Alex and Rene were planning to go on their honeymoon in two days and frankly speaking I was feeling a little bit nervous. This was the first time both of them will be away from me after I first came to stay with them and I shared a special kind of bond with them especially with  Alex. He took care of me like a brother and a father at times and I can’t even compare his care with that of my own parents because in reality he has done much more than they ever could do for me when I lived with them.

They gave me good education, instilled in me values and provided me with everything which they felt was good for me but they never asked for my opinions or stood up for me when I needed their love and support. They never attended any of my PTA meetings nor did they tried to do anything about my lack of self-confidence. The only thing they were interested in were my scores and getting good marks or making sure that I tried my best to acquire them. They were not even concerned about the lack of friends in my life back then. It seemed like we were living in our own worlds dealing with our own issues. I don’t hate them but nor do I want to spend the rest of my life with them. We kept in touch with phone calls and e mails but that was it.

I wasn’t even aware of the day fading away and soon found myself in the hotel lobby for the reception. I hated crowds and this was a high profile one where my social worth was going to be weighed and analyzed. I was going through the torture only for Alex and Rene.

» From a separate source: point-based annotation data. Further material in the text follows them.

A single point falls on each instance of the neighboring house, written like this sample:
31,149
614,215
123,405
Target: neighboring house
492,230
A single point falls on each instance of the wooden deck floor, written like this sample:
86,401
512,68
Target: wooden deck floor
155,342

I gave myself the pep talk, took in deep breaths to stabilize my confidence which was not much and took the first step to face the music. My legs became weak and my palms started sweating and I had to drag in deep breaths but the panic within me was growing like darkness. I was about to turn around planning to hide somewhere or to run back to the house with my tail between my legs when someone caught my wrist.

I gasped and turned to find J T standing before me looking at me with concern.

“Are you okay Nina? Alex told me to look for you and he also mentioned this difficulty of yours in facing a crowd.”

“Thank God J T. I was about to run back when you stopped me.”

He gave me a hug and I sagged into him. He took my sweaty palms in his and said “Look at me dear, no one here is going to give you a hard time. I promise you that. But before facing these people you should gather yourself. Be the sister Alex is proud of, be the sister and friend whom I respect very much and be the strong friend Rhea and Jenny says you are and be my Roy’s Nina.”

I nodded my head and looked up at his face. He was right; I can’t always hide like this. At some point in my life I will have to stand up for myself, will have to face a lot of difficult situations and if I can’t even face this function then how was I going to face those obstacles which life haad in  reserve for me?

I gave a weak smile and stood straight. He got the message that I was trying to gather myself and waited patiently by my side. When he felt that I was ready he gently pushed me in the direction from which he came from and kept his hands on my shoulders. When I got the first glimpse of the gathering I gripped JT’s arms in a solid grip and let him drag me into the sea of people.